Lightning owner Jeff Vinik's companies propose to build the hotel at the corner of S Florida Avenue and Old Water Street in Tampa.
Lightning owner Jeff Vinik's companies propose to build the hotel at the corner of S Florida Avenue and Old Water Street in Tampa.
Published Sept. 12, 2014

TAMPA — The first in what is expected to be a series of projects to create an entertainment district around the Amalie Arena cleared an early hurdle Thursday night.

The City Council voted 6-0, with Mary Mulhern absent, to give initial approval to a 400-room hotel proposed by Tampa Bay Lightning owner Jeff Vinik.

The rezoning, which comes up for a second hearing and a final vote Oct. 2, is expected to allow Vinik and his partners to move ahead, pick a hotel operator, then develop more detailed plans for a 2.8-acre parking lot just west of the arena.

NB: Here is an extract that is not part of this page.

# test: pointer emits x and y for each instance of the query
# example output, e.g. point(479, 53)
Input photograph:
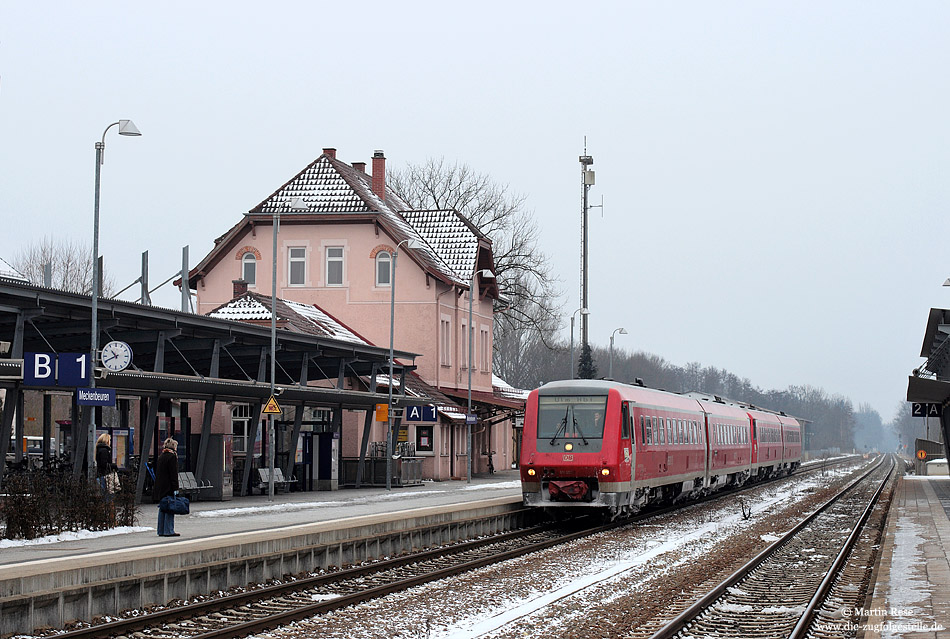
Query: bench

"We greatly appreciate the vote of support this evening from City Council, and we are excited to move on to the next phase with regards to the west lot," Lightning spokesman Bill Wickett said after the vote. At this point, he said discussions about what companies might be in the running to put their brand on the hotel are premature.

Normally, Tampa's land development code limits the height of buildings in the central business district to 120 feet unless the zoning includes a detailed site plan. At 325 feet, about 25 floors, Vinik's hotel would be a foot shorter than the neighboring Tampa Marriott Waterside Hotel & Marina, which has 27 floors and 719 rooms.

Vinik's companies propose to build the hotel at the corner of S Florida Avenue and Old Water Street. Vinik acquired the lot in 2010 when he bought the Tampa Bay Lightning, and he has since amassed 24 acres around the arena, plus the Channelside Bay Plaza shopping center. He has said he will soon unveil a master plan for his holdings.

Plans on file with the city call for the 770,000-square-foot building to have 50 apartments or condominiums on its top floors, up to 170,000 square feet of meeting space below and 45,000 square feet of shopping, restaurants or offices on the ground floor. Conceptual drawings show sidewalk cafes and an elevated, covered walkway leading to the arena.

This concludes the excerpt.